RIM is placating angry BlackBerry owners with free premium apps, not cash, after last week’s outages
BlackBerry maker Research in Motion (RIM) has announced plans to give out more than $100 worth of premium apps per customer, as compensation for the the four day outage it suffered last week.
In a statement released this morning, the company said that the apps would be made available to customers over the coming weeks via its BlackBerry App World, as an “expression of appreciation for their patience” during the recent service disruptions.
“We are grateful to our loyal BlackBerry customers for their patience,” said RIM co-CEO Mike Lazaridis. “We have apologised to our customers and we will work tirelessly to restore their confidence.
“We are taking immediate and aggressive steps to help prevent something like this from happening again,” he added.
The apps on offer are a mixture of games and enterprise apps, ranging from SIMS 3 and Texas Hold’em Poker 2 to iSpeech Translator Pro and Vlingo Plus: Virtual Assistant. RIM’s enterprise customers will also be offered one month of free technical support, the company said.
Week of disruptions
The offer follows a week of disruptions to BlackBerry data services around the world, due to a “core switch failure” at RIM’s data centre in Slough.
The problems began at around 11am on Monday 10 October, affecting users in Europe, the Middle East and Africa (EMEA). A few hours later RIM claimed to have fixed the problem, but online services crashed again on Tuesday. Then on Wednesday it was reported that the trouble had spread to North America.
“Although the system is designed to failover to a back-up switch, the failover did not function as previously tested,” the company said. “As a result, a large backlog of data was generated.”
This backlog of email traffic from the EMEA region is what brought down online services in North America, explained David Yach, chief technology officer of software for RIM. However, Lazardis confirmed on a 13 October conference call that the services had been restored.
Transition period for RIM
RIM is in the midst of what its executives term a “transition period,” with the company prepping a set of QNX-based “superphones” it hopes will allow it to reclaim the initiative against aggressive competitors such as Apple’s iPhone and Google Android.

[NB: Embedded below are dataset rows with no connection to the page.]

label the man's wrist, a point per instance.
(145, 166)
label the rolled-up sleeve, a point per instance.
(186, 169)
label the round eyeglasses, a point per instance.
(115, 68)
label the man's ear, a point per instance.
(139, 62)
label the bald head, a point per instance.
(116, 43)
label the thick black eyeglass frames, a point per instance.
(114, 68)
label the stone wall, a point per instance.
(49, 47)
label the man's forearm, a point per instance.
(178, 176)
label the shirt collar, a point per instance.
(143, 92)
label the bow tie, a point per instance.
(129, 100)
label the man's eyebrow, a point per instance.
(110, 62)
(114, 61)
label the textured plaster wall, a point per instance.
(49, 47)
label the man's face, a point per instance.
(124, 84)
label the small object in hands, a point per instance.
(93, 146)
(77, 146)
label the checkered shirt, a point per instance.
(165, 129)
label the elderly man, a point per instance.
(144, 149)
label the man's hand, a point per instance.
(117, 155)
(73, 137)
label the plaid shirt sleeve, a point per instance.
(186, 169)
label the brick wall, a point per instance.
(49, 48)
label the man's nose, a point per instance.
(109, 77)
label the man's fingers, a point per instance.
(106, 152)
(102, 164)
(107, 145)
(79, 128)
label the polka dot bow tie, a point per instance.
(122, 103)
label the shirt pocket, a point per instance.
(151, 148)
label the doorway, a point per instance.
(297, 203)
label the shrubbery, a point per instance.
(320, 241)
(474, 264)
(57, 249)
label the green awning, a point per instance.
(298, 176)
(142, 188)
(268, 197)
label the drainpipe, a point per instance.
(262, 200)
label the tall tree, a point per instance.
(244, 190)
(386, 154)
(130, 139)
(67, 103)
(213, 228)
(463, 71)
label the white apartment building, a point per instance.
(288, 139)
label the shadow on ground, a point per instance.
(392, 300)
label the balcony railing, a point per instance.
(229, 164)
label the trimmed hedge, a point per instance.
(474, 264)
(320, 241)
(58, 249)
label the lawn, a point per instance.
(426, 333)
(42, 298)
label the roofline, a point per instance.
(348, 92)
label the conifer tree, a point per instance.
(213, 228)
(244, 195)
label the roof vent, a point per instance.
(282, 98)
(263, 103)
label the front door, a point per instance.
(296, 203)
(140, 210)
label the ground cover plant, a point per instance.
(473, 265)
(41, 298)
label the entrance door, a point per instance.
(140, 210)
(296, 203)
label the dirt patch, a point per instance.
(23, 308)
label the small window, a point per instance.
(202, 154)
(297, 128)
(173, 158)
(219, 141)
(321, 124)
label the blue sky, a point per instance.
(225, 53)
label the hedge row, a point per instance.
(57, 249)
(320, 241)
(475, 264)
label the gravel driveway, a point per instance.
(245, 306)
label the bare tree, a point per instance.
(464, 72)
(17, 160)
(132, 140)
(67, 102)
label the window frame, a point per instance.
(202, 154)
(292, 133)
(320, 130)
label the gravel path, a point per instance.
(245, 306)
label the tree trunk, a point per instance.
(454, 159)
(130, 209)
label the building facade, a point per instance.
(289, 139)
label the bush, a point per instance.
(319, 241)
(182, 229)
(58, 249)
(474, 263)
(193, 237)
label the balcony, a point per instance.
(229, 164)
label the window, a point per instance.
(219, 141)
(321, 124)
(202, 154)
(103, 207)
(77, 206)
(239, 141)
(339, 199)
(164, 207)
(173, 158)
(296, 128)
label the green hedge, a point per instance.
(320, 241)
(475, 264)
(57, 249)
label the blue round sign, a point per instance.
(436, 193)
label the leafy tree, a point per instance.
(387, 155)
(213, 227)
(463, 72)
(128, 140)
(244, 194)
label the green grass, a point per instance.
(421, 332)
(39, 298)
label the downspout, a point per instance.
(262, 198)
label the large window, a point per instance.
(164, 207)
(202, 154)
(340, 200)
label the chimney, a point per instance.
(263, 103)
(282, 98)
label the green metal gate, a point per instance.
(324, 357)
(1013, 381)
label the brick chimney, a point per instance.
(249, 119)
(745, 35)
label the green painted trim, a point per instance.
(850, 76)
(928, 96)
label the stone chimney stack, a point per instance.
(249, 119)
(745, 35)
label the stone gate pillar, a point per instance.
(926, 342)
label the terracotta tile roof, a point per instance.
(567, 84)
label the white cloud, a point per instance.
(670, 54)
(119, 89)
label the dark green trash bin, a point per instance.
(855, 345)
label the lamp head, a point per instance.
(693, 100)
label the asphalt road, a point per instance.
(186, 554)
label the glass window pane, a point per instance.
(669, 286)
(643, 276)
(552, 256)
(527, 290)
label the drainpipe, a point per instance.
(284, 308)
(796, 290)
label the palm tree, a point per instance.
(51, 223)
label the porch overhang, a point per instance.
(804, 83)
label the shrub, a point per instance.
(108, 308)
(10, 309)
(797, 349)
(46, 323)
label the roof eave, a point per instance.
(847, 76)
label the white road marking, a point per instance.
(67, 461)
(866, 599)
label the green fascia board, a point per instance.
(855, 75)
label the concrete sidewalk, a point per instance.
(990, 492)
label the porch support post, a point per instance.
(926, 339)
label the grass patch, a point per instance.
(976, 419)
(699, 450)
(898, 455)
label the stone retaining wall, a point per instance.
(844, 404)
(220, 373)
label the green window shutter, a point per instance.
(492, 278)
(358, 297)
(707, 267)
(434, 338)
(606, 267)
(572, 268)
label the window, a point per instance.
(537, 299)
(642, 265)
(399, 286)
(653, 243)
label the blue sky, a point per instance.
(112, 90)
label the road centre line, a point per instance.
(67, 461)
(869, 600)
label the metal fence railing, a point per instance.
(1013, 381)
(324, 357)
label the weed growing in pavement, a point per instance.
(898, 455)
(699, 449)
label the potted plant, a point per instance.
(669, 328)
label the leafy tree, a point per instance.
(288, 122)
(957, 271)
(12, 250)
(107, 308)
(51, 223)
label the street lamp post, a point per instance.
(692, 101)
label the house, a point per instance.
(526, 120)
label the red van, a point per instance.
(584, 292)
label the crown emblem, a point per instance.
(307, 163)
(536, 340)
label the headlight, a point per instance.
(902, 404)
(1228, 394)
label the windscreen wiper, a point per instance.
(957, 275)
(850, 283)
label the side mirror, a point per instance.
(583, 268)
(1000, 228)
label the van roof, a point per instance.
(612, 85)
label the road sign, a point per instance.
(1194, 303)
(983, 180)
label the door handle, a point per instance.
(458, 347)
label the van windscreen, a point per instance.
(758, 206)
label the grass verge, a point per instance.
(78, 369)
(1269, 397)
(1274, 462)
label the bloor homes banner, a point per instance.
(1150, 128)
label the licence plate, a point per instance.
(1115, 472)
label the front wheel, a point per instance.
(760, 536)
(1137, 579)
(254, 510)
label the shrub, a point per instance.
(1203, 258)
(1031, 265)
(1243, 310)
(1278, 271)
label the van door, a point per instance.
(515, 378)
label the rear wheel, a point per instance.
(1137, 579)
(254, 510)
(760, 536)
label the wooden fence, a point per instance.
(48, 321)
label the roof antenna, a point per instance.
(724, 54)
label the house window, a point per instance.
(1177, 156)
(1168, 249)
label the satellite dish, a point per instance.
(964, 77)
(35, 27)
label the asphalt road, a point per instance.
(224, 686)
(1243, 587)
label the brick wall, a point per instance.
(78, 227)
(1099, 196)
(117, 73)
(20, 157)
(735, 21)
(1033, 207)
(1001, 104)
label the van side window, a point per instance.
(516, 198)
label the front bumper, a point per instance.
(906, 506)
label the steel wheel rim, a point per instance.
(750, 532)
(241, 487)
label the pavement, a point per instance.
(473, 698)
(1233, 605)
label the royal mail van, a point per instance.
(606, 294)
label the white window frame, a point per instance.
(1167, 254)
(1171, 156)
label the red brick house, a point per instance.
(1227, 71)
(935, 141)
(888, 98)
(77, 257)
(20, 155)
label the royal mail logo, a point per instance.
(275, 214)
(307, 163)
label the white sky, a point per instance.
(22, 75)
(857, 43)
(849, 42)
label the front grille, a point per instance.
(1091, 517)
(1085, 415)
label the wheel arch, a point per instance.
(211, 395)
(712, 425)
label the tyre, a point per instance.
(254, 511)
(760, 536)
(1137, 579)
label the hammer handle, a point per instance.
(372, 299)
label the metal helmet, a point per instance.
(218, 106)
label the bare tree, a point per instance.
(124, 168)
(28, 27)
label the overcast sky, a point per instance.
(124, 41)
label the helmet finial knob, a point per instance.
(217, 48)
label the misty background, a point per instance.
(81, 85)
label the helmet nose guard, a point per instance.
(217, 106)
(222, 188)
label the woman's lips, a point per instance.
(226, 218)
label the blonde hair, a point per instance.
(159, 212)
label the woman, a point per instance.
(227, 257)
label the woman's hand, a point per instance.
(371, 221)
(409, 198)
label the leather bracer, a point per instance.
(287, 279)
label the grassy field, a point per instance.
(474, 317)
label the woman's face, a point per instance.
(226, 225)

RIM acknowledges that demand has slowed for its older BlackBerry models. During its 15 September earnings call, RIM reported revenue of $4.2 billion (£2.7bn) for the second quarter of fiscal 2011 – a 15 percent decline from the $4.9 billion (£3.1bn) it earned during the previous quarter.
The company shipped some 10.6 million BlackBerry smartphones and around 200,000 BlackBerry-branded PlayBook tablets during that period. In a bid to maintain its market share until the QNX devices arrive on the market, the company recently launched a new line of BlackBerry smartphones running BlackBerry 7 OS.
However, a recent survey of more than 1,000 BlackBerry customers by shopping comparison website Kelkoo found that one in five are considering dumping their BlackBerrys and opting for another handset supplier, following the service outages.